Before you can say 'serial entrepreneur'
Serial entrepreneurs are portrayed as restless figures in the business world, constantly chasing new ventures and often abandoning existing ones. They prioritize rapid growth and disruption, sometimes at the expense of stability and ethical consid...

Their LinkedIn bios read like fever dreams: 'Founder of six startups, three exits, two pivots, one spiritual retreat in Bali.' Translation: they sold one app that lets dogs rate coffee shops, abandoned another that gamified brushing teeth, and spent 6 months convincing investors that blockchain could revolutionise sock drawers.
Give them a profitable business and they'll immediately try to 'scale' it into oblivion. They believe in failing fast, pivoting faster, and never, ever reading terms and conditions. Their motto? 'Move fast and break things,' especially friendships, and the occasional labour law.

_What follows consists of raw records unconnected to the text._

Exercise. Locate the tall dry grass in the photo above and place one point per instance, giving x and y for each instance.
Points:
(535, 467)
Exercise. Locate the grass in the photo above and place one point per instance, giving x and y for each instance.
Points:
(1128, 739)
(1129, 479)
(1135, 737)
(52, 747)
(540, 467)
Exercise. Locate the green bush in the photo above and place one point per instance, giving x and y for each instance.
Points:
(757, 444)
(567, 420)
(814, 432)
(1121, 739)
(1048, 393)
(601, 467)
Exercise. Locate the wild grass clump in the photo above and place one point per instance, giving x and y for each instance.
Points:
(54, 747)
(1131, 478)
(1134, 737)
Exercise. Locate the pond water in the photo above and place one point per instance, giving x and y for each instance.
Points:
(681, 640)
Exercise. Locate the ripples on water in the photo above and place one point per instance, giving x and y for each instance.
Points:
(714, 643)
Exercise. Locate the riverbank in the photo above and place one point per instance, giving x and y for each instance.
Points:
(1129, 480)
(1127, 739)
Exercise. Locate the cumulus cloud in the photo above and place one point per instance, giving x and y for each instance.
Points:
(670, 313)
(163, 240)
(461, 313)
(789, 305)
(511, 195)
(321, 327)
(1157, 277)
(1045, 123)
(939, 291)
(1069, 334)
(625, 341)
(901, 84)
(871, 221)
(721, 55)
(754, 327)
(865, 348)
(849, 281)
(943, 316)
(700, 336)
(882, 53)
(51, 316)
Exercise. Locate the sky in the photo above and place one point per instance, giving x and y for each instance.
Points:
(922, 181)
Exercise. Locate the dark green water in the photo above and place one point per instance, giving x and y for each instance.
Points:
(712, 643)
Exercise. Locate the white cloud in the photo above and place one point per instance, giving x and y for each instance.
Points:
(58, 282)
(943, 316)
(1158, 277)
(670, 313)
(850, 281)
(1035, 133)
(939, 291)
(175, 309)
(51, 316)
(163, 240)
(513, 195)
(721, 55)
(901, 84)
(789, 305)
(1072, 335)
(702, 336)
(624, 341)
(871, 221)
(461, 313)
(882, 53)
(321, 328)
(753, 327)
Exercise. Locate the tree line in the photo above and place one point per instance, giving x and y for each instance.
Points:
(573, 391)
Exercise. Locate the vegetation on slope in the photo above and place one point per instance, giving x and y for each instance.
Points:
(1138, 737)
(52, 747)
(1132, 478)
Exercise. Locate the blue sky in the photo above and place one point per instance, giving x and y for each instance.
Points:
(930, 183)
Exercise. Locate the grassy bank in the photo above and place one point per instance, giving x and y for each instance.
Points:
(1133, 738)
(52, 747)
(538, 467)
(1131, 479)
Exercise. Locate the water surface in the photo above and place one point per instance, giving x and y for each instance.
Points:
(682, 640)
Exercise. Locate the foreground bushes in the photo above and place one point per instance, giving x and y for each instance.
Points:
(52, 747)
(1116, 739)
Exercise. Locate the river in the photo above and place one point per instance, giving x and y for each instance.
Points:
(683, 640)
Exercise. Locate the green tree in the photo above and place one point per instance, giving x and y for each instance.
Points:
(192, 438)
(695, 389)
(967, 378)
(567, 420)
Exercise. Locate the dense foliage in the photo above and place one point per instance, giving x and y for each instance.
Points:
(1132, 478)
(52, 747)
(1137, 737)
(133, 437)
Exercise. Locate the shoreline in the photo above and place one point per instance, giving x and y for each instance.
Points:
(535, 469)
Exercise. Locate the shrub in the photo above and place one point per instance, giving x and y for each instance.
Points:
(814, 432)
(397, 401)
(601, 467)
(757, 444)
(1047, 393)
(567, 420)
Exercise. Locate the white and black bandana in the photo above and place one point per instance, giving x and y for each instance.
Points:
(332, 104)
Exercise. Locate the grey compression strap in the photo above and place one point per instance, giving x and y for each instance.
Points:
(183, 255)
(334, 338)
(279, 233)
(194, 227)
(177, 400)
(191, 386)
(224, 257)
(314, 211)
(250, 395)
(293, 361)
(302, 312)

They speak fluent jargon: 'synergy,' 'disruption,' 'minimum viable ego'. They host panels titled 'How I Raised $10 Million Without a Product', and their TED Talks are just humblebrags in PPT. But they're popstars of the pitch deck, adrenaline junkies of the spreadsheet. While most of their ventures crash harder than a Windows 95 PC, they always rise again. Armed with a new idea and logo, and same old hoodie.